In 2003, NBBC merged with Acadian Broadcasting Company to form Acadia Broadcasting.

== History ==

New Brunswick Broadcasting was established in 1934 when Saint John Publishing purchased the Saint John radio station CFBO. Four local men who published the two major newspapers in Saint John, New Brunswick were the owners. Principal shareholder Howard P. Robinson was joined by J.D. McKenna, T.F. Drummie and L.W. Bewick. As directors they added the new division under the name New Brunswick Broadcasting at the same time as they changed the radio station call letters from CFBO to CHSJ.

In 1944, industrialist K.C. Irving purchased Saint John Publishing with its two major newspaper dailies from its principal shareholder, Howard P. Robinson. This media package sale included the radio station CHSJ controlled by New Brunswick Broadcasting.
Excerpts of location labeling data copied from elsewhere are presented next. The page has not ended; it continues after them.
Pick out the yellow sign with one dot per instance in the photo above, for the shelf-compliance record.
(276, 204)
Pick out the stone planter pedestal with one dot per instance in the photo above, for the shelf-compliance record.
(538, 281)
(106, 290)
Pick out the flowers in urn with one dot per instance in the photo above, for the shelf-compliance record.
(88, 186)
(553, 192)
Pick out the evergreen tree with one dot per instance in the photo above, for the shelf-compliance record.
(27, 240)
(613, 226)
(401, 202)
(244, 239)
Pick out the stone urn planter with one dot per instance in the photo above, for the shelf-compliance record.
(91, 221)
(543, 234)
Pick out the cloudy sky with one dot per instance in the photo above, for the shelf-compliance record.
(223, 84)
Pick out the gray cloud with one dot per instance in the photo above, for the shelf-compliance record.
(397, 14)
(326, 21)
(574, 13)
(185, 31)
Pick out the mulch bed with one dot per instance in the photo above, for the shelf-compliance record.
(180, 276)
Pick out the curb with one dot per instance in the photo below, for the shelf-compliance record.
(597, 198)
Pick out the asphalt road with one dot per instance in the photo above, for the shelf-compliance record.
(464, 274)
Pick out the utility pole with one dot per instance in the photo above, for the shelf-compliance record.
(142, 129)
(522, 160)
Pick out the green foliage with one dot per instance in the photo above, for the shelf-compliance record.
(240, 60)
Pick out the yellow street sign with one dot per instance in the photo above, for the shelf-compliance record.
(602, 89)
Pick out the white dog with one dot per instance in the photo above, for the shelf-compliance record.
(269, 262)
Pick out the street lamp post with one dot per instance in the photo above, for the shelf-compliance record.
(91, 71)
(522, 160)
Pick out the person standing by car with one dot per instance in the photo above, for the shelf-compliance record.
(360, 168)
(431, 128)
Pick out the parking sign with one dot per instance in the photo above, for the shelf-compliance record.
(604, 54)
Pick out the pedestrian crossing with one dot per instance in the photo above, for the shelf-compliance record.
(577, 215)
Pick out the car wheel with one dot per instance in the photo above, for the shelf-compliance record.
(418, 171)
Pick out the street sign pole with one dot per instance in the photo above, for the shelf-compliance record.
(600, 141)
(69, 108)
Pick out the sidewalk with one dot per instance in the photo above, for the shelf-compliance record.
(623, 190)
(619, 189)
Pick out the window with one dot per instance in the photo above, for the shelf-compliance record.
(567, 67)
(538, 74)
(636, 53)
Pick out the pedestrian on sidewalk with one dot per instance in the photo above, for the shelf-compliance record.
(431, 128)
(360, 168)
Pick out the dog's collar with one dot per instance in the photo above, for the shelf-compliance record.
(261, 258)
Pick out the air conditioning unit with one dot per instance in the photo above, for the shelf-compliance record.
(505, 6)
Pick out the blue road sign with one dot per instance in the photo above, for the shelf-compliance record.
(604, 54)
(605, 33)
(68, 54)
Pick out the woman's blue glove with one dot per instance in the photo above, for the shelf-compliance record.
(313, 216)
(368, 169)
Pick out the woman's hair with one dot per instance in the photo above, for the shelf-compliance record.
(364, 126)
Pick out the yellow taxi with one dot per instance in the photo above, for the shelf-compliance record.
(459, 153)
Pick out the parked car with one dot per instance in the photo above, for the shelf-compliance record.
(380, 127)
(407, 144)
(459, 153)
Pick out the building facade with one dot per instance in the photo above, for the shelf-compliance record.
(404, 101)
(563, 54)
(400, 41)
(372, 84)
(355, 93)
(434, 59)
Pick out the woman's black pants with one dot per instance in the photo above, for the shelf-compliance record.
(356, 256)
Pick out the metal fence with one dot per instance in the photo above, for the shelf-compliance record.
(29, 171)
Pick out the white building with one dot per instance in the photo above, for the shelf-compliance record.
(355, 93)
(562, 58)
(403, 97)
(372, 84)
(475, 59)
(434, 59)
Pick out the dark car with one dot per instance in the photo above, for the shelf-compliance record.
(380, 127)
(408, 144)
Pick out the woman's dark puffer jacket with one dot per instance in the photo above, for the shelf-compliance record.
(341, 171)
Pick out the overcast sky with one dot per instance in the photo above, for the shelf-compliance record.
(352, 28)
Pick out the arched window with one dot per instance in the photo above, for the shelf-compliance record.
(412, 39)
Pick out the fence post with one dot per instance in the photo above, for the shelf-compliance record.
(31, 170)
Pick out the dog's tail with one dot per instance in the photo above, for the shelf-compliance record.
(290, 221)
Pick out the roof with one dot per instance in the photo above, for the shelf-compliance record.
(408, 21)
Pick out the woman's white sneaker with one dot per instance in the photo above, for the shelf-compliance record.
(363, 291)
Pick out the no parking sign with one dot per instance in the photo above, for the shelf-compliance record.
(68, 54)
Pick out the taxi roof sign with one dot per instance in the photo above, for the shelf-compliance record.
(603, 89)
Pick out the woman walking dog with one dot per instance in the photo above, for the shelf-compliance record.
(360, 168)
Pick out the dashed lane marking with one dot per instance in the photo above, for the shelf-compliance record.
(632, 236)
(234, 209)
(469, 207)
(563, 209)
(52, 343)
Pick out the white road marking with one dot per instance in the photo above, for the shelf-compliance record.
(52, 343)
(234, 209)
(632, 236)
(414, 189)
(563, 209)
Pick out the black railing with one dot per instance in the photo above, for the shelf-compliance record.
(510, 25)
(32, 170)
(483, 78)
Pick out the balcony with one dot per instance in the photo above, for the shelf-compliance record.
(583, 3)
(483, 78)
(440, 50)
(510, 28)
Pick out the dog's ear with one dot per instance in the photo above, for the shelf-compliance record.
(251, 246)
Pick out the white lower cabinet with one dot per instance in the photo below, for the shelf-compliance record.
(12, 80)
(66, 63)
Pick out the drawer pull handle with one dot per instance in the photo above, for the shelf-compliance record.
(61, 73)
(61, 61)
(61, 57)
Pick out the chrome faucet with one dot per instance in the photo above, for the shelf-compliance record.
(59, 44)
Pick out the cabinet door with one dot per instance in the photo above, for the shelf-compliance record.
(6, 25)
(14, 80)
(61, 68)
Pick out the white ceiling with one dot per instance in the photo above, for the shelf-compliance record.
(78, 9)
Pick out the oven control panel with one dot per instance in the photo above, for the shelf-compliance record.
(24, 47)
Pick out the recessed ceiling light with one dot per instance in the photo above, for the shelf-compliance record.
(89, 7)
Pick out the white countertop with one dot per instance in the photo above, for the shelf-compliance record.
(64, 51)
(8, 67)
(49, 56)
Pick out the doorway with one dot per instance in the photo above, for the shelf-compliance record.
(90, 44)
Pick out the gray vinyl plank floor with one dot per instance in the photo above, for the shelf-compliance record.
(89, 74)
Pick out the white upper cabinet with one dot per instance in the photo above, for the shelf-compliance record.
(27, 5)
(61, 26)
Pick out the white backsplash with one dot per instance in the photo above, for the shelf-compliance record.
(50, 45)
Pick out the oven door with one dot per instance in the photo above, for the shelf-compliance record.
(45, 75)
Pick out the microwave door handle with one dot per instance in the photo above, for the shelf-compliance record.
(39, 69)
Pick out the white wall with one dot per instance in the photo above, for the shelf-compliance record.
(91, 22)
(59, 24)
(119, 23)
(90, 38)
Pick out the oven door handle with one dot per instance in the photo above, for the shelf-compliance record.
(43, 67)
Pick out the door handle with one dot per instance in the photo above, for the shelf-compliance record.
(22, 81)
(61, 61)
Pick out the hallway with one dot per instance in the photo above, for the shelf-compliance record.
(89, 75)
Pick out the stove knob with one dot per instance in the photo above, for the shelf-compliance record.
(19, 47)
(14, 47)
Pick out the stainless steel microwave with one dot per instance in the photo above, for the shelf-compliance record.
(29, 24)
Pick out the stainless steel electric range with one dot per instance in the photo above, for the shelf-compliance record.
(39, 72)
Later that year Irving incorporated all three media under the name New Brunswick Publishing Company. New Brunswick Broadcasting, under New Brunswick Publishing, looked after the radio station CHSJ.

In 1954, CHSJ-TV, the first television station in Atlantic Canada licensed by the Canadian Broadcasting Corporation (CBC), began broadcasting to the Saint John area. It was owned by New Brunswick Broadcasting and for many years its operations shared management, technical staff and some on-air people with CHSJ radio. For 40 years CHSJ-TV provided local news and programming in English to the province, and as an affiliate of CBC Television, it linked provincial viewers to national and international programs. CHSJ-TV was sold in 1994 to the CBC and recalled as CBAT.

In 1988, New Brunswick Broadcasting established a new television station in Dartmouth, Nova Scotia, CIHF-TV (branded as Maritime Independent Television, or MITV). It served the Halifax region and some of its programming was rebroadcast to CHSJ-TV stations in Moncton, Fredericton and Saint John. Later, with additional transmitters, its coverage of Nova Scotia reached 90 percent of the province. CIHF was sold in 1994 to CanWest Global Communications.

In 1989, New Brunswick Broadcasting bought radio station CKBW from Acadia Broadcasting Co. Ltd. in Bridgewater, Nova Scotia.

In 2003, New Brunswick Broadcasting Company Limited with Acadia Broadcasting Company Ltd. merged under the simpler name Acadia Broadcasting Limited.